De plus, les jeunes sont souvent confrontés à des discours perçus comme anxiogènes. Parler d’écologie en classe, par exemple, suscite majoritairement anxiété et sentiment d’impuissance[6]. Il pourrait alors être tentant pour certain·es jeunes de rejeter la responsabilité citoyenne au nom d’un « droit à l’innocence », lassés d’être sans cesse confrontés à des sujets lourds et répétés.

La question se pose alors : les opportunités de mise en action à l’école permettent-elles vraiment de ressentir un impact et de nourrir l’espoir ? Quels moyens d’engagement sont offerts aux jeunes, sachant que leur voix n’est pas reconnue ?

La grève scolaire pour le climat, initiée par Greta Thunberg en 2018, a illustré cette possibilité : remettre en cause l’obligation scolaire pour faire entendre ses préoccupations et ses revendications.

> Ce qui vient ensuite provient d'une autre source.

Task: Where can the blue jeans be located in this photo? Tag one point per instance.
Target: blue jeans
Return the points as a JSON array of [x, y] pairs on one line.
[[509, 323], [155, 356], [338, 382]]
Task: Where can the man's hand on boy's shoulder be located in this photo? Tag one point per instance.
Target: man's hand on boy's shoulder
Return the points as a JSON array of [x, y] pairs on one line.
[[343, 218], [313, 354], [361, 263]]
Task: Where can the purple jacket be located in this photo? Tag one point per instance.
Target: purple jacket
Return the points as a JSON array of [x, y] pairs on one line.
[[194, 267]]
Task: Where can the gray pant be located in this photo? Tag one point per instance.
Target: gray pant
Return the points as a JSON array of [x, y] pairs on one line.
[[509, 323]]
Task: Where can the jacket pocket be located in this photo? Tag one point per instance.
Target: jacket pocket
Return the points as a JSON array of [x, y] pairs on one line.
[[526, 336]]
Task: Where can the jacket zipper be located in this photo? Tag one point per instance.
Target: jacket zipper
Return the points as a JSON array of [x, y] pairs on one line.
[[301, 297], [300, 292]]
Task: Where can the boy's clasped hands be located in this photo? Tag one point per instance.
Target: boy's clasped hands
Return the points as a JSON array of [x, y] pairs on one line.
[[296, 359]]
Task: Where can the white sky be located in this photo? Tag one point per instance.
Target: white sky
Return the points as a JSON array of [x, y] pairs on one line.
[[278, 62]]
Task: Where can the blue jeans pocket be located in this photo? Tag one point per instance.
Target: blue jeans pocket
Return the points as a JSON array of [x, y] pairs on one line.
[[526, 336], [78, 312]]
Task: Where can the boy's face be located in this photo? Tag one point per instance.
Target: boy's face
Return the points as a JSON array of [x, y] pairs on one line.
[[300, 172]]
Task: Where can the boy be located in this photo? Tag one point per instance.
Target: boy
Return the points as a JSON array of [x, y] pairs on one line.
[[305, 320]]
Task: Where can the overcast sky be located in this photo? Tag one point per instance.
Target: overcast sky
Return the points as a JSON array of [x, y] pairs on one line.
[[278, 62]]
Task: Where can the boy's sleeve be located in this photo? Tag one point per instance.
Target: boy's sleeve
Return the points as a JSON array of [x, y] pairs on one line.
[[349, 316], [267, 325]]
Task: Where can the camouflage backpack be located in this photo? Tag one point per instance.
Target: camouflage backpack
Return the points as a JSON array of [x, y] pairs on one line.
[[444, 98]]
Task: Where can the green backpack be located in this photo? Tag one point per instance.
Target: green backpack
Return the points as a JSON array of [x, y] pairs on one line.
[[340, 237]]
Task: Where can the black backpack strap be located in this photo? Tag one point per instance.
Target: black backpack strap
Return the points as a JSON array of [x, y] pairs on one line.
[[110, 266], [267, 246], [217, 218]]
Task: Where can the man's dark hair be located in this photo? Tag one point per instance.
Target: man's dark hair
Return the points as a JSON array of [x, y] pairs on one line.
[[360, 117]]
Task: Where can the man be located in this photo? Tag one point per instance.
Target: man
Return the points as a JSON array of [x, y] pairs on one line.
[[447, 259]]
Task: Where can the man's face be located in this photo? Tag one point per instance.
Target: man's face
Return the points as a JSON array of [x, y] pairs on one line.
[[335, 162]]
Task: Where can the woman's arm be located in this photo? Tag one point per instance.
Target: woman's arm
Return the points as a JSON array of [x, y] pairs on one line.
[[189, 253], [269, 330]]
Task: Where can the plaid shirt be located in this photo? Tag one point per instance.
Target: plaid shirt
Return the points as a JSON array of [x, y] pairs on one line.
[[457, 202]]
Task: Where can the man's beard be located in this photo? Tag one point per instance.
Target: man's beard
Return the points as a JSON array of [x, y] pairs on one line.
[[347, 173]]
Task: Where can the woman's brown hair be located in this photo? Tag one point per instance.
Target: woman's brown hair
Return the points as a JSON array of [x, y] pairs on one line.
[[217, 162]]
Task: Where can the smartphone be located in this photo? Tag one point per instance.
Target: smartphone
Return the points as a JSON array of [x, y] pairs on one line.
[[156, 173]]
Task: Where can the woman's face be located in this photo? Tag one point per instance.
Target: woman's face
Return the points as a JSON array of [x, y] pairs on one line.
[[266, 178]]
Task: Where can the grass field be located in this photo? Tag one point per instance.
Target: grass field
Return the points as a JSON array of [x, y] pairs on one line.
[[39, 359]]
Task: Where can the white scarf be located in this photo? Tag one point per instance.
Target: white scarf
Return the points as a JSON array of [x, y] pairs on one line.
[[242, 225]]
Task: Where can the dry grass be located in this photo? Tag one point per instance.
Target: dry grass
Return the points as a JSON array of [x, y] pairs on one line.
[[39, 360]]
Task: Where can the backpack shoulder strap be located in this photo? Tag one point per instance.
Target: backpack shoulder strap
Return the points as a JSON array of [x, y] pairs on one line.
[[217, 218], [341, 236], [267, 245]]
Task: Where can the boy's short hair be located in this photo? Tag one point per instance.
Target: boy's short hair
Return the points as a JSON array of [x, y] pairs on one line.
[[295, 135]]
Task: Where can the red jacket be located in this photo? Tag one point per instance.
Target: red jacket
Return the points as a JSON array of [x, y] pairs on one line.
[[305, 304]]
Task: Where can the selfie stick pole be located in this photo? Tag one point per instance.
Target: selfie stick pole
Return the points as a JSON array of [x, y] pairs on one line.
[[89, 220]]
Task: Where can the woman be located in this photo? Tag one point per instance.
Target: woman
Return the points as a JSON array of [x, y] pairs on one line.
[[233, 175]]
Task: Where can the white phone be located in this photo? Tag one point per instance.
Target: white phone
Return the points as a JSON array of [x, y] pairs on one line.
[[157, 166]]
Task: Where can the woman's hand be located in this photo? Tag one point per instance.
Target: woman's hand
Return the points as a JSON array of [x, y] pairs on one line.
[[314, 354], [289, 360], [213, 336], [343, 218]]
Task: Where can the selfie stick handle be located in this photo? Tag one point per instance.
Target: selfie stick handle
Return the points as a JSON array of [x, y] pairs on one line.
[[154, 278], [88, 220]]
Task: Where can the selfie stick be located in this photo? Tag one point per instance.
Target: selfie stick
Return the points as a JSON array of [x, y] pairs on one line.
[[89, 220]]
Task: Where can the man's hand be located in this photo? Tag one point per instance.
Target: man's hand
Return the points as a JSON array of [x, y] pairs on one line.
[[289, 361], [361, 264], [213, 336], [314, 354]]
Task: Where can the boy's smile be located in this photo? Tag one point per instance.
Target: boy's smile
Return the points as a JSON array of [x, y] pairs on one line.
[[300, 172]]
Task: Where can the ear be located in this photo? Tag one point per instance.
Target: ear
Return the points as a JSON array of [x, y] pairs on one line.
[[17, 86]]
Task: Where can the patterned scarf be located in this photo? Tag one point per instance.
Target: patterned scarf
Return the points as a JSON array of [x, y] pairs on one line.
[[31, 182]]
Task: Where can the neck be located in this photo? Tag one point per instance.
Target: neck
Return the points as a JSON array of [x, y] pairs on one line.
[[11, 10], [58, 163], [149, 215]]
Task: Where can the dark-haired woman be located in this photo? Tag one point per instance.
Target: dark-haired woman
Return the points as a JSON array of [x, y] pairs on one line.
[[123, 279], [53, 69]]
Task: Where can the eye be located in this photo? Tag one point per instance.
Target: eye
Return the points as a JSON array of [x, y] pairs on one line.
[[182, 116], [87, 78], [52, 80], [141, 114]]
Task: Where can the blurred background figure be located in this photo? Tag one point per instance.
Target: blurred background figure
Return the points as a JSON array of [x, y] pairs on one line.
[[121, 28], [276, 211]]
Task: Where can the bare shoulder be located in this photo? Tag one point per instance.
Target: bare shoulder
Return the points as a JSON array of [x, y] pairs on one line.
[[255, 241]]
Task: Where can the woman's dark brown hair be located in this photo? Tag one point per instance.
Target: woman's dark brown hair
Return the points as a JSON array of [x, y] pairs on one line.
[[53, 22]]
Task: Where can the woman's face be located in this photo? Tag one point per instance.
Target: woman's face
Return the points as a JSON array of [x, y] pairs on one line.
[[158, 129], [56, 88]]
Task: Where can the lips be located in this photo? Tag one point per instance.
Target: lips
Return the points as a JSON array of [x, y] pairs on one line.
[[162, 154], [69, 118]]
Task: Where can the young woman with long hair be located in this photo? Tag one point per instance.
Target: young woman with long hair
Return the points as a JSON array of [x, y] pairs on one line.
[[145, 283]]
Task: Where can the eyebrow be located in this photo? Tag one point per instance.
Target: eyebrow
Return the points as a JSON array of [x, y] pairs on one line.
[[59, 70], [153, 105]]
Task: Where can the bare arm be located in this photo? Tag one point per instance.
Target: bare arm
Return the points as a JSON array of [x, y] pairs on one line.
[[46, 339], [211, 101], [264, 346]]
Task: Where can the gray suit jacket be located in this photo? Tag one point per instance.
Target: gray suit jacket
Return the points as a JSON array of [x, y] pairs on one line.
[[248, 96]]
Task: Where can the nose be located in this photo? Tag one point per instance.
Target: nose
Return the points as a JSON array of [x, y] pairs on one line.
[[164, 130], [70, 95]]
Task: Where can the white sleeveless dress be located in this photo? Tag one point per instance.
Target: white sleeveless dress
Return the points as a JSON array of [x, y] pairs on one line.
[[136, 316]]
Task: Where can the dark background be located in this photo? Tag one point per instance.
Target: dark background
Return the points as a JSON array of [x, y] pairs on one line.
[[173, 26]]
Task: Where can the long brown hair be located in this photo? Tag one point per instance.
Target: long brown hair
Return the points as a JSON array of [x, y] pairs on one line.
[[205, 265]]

Le danger serait que l’école reproduise les schémas de verticalité du monde extérieur et cultive un sentiment d’impuissance, en confrontant les jeunes à des responsabilités citoyennes colossales sans leur donner de véritables perspectives d’action. Dans ce cas, elle contribuerait à maintenir le système en place, en encourageant les jeunes à renoncer à toute tentative de transformation sociale.

Une affaire de confiance ?

Un point de blocage majeur réside peut-être dans la confiance que les aîné∙es accordent à la jeunesse. Qu’il s’agisse de la prudence avec laquelle nous abordons l’éducation citoyenne, de la volonté de préserver leur innocence ou de nos doutes sur leurs compétences, tout cela traduit un manque de confiance et peut contribuer à maintenir un rapport de force dont ils et elles ne peuvent s’échapper.

Renouer un lien de confiance apparaît alors comme une étape essentielle pour une véritable intégration citoyenne. Plus encore qu’une question de droits institutionnels ou de compétences. Cela suppose de cesser de projeter nos propres insécurités et de libérer l’espace citoyen pour leur accorder une place réelle. À ce titre, peut-être faut-il repenser l’école en profondeur, et la réinventer à partir de ce principe fondateur.

Alex Loué.


[1]https://www.unicef.fr/article/vote-a-16-ans-parce-que-les-jeunes-ont-une-voix/

[2] Eurobaromètre 2022

[3] Fédération Wallonie-Bruxelles, Rapport sur l’éducation à la citoyenneté, 2020

[4] https://www.tijd.be/politiek-economie/belgie/algemeen/de-klas-als-politiek-mijnenveld/10541672.html

[5] OCDE PISA 2018, anxiété scolaire.

[6] Hickman et al., The Lancet Planetary Health, 2021.